Thymoquinone affects hypoxia-inducible factor-1α expression in pancreatic cancer via HSP90 and PI3K/Akt/mTOR pathways

Abstract Purpose To clarify the therapeutic effects of thymoquinone (TQ) in pancreatic cancer (PC) and the potential hypoxia-inducible factor-1α (HIF-1α)-mediated mechanisms. Methods Western blotting and polymerase chain reaction were used to detect the expression levels of HIF-1α in PC cells treated with TQ. The effects of TQ on proliferation, migration, invasion, cell cycle, and apoptosis of PC cells and pancreatic ductal epithelial cells were assessed using in vitro experiments.
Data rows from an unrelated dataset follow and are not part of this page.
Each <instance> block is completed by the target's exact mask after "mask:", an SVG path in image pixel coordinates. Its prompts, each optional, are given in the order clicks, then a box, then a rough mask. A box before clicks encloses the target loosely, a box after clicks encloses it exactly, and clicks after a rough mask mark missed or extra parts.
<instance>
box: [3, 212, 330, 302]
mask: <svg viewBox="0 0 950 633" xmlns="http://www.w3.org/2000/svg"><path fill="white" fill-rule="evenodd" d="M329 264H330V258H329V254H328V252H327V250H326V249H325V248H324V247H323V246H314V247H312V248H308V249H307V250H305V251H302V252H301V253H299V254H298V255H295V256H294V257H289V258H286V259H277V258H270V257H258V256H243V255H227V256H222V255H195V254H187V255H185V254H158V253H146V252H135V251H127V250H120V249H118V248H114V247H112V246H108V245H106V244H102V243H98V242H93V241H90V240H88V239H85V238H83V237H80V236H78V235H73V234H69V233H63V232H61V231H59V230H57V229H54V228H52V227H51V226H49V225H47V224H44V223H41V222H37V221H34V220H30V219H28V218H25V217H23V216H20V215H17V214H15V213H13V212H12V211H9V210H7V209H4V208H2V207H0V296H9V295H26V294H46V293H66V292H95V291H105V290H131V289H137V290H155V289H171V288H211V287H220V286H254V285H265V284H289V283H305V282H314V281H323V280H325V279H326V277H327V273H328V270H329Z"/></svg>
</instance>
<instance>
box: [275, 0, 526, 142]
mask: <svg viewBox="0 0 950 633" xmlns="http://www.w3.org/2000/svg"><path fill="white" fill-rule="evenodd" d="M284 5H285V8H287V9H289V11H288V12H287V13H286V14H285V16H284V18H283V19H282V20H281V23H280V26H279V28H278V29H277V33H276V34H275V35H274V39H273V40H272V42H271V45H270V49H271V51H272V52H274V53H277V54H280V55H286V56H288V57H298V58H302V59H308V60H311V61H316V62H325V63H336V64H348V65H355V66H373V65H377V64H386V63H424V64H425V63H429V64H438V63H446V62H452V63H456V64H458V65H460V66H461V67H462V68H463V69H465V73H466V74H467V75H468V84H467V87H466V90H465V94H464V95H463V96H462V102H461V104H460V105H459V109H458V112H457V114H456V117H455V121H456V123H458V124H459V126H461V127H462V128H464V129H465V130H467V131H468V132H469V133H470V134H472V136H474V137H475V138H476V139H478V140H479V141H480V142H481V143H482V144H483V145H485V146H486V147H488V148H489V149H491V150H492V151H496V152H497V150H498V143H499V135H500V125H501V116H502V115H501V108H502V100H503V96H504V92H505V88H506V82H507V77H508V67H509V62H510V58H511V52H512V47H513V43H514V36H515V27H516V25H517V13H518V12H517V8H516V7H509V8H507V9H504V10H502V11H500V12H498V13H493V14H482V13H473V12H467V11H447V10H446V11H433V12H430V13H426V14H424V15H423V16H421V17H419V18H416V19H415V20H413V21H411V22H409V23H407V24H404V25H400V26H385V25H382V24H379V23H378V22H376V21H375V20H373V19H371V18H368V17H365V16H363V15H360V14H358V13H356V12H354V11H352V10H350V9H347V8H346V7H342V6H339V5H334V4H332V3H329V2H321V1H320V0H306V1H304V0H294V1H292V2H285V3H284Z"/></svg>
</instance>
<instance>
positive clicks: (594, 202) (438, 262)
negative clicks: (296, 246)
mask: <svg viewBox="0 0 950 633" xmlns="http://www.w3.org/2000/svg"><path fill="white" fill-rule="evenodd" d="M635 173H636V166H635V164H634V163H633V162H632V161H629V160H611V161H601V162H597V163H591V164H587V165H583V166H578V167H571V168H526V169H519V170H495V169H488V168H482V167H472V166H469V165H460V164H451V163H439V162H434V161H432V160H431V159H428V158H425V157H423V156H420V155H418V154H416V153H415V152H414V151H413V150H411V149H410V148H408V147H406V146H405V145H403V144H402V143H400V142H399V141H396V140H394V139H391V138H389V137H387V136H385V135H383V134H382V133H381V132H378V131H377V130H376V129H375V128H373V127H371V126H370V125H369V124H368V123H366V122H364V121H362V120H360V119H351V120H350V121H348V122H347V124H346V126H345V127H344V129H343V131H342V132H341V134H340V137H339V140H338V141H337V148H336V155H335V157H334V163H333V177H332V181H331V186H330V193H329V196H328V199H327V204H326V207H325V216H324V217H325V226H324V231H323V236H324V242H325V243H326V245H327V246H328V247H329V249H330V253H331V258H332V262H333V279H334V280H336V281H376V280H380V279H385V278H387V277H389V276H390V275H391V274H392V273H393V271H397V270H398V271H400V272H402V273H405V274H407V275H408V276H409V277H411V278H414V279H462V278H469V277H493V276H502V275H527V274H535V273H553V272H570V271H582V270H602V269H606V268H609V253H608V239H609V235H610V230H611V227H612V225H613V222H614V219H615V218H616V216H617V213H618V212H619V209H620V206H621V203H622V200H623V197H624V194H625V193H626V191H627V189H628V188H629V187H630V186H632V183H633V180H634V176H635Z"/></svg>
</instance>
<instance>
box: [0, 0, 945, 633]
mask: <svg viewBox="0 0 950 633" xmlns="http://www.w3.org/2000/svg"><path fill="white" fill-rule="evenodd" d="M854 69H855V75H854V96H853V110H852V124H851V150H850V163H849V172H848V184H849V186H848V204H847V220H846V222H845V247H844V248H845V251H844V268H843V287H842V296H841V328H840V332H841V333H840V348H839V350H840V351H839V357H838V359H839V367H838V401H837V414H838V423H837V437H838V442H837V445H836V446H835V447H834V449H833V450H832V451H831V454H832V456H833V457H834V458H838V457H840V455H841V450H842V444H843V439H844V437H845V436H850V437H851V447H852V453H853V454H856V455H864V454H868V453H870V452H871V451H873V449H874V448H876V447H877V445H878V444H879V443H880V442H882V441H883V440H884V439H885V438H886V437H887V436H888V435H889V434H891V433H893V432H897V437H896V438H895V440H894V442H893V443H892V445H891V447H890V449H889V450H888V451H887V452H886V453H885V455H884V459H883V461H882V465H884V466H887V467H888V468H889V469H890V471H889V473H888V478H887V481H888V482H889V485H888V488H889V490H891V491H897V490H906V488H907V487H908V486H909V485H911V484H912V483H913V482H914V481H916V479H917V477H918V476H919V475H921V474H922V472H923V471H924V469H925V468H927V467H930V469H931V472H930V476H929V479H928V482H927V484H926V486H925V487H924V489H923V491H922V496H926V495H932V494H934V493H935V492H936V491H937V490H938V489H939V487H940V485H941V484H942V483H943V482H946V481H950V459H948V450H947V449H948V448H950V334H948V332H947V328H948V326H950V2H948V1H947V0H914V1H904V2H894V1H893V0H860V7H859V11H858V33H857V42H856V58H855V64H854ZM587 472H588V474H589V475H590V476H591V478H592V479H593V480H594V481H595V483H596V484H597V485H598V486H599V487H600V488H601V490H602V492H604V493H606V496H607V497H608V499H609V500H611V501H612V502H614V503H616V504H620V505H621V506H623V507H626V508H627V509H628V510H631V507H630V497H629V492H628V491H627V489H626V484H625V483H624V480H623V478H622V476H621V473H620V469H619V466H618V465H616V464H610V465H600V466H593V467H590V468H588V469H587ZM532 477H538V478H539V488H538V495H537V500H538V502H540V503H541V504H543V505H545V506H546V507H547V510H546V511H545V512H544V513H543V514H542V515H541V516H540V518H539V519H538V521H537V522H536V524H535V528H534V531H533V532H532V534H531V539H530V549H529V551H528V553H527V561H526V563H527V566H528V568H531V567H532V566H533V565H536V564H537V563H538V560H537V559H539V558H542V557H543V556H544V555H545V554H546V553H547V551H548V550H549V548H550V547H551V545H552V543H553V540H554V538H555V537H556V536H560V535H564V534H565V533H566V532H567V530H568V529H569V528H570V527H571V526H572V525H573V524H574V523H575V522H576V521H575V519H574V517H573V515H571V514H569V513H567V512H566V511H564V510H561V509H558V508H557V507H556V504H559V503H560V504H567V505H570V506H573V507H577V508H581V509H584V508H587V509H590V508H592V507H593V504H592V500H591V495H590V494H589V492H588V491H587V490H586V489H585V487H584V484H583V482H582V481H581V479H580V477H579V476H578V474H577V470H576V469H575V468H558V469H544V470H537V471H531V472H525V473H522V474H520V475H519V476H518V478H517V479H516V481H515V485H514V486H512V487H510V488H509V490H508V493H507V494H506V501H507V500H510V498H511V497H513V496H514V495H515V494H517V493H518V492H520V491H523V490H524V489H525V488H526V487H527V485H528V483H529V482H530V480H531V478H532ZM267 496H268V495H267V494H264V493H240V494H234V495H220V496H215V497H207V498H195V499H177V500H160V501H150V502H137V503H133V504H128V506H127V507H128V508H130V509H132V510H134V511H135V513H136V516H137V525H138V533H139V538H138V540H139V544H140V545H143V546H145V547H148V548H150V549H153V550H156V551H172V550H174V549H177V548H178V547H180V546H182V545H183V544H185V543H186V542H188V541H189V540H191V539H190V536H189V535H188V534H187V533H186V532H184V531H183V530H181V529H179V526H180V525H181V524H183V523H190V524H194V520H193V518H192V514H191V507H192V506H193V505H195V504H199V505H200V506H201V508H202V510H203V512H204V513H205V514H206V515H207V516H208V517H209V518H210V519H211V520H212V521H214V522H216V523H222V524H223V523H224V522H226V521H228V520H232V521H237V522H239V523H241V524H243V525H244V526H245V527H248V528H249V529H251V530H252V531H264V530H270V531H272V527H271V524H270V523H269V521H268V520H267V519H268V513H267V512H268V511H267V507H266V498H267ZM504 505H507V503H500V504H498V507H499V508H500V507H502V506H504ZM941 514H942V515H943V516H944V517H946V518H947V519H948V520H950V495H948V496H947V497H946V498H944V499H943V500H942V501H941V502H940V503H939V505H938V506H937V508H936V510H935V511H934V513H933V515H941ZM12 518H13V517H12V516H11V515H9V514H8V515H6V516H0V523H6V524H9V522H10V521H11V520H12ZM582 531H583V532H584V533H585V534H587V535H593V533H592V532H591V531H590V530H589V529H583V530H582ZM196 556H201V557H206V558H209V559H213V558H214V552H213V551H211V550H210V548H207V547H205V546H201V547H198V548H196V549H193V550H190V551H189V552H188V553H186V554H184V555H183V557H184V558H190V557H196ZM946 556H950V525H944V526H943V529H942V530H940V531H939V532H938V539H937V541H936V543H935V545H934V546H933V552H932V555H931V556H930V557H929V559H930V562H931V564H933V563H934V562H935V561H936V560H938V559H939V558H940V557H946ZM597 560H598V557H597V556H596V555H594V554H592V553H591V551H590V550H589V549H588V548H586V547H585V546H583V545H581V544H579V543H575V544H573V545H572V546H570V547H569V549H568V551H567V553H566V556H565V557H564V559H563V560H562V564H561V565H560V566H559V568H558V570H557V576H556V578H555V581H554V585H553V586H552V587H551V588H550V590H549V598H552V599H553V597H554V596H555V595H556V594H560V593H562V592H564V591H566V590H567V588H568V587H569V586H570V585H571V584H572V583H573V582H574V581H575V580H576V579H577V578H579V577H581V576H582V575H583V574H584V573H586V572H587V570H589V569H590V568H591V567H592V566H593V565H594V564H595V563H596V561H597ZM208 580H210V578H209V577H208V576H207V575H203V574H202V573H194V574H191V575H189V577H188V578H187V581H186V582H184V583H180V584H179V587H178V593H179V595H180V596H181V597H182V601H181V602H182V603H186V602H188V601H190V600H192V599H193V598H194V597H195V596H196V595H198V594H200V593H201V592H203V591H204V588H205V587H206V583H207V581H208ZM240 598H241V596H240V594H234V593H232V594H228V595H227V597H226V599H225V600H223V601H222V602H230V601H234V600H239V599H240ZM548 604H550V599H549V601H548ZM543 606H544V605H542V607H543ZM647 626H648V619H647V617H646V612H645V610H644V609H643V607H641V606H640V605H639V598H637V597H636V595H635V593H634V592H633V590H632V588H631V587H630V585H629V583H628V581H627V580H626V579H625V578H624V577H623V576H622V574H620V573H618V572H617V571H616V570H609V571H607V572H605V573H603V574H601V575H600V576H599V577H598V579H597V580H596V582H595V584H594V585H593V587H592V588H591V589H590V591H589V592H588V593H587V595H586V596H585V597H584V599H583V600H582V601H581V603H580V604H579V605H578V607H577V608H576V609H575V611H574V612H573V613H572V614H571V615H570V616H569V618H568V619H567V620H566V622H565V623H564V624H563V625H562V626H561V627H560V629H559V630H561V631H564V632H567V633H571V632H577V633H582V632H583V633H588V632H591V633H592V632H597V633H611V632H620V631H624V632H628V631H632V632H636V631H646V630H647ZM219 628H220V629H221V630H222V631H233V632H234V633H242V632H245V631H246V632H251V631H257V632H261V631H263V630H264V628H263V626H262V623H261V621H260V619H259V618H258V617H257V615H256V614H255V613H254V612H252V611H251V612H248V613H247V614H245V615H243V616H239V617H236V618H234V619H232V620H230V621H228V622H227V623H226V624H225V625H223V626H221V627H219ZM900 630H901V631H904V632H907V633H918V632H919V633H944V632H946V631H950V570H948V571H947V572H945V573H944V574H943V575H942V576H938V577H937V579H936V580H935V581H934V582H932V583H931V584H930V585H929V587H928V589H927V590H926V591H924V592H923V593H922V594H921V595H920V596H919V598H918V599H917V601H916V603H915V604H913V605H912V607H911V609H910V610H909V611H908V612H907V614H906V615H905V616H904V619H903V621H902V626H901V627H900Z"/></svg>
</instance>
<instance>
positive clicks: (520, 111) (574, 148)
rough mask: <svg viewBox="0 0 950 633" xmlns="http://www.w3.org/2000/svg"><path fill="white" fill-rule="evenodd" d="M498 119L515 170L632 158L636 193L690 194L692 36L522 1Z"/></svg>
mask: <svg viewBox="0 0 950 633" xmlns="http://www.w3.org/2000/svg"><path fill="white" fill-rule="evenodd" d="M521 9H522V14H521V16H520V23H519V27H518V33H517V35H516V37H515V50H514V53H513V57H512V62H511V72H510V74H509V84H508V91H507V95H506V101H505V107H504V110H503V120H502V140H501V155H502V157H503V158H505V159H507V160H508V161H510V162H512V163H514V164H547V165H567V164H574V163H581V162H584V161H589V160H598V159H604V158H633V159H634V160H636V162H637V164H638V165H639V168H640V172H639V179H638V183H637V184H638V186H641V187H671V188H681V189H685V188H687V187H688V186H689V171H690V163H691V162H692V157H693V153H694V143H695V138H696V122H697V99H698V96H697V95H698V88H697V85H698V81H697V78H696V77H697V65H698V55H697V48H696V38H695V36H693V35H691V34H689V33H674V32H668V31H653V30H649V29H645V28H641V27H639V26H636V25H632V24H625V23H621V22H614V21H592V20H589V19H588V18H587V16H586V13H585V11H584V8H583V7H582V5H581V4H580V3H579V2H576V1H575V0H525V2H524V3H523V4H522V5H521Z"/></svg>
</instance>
Results TQ significantly inhibited the migration and invasion ability of PANC-1 cells (p < 0.05) but had no effects in hTERT-HPNE cells, and it significantly increased the proportion of the G2 phase and promoted apoptosis in PANC-1 cells compared with those in hTERT-HPNE cells (p < 0.05). Additionally, TQ significantly inhibited the expression of HIF-1α and phosphatidyl inositol-4,5-bisphosphate-3-kinase/protein kinase B/mammalian target of rapamycin (PI3K/Akt/mTOR)-related proteins in PANC-1 cells (p < 0.05). TQ affected the interaction between heat shock protein 90 (HSP90) and HIF-1α in PANC-1 cells. Conclusion TQ showed suppressive effects on proliferation, migration, invasion, cell cycle, and apoptosis of PC; promoted ubiquitination-mediated degradation of HIF-1α by affecting the interaction of HIF-1α with HSP90; and reduced HIF-1α synthesis by affecting PI3K/Akt/mTOR signaling pathway. The findings suggest that TQ might have potential anti-tumor effects in PC.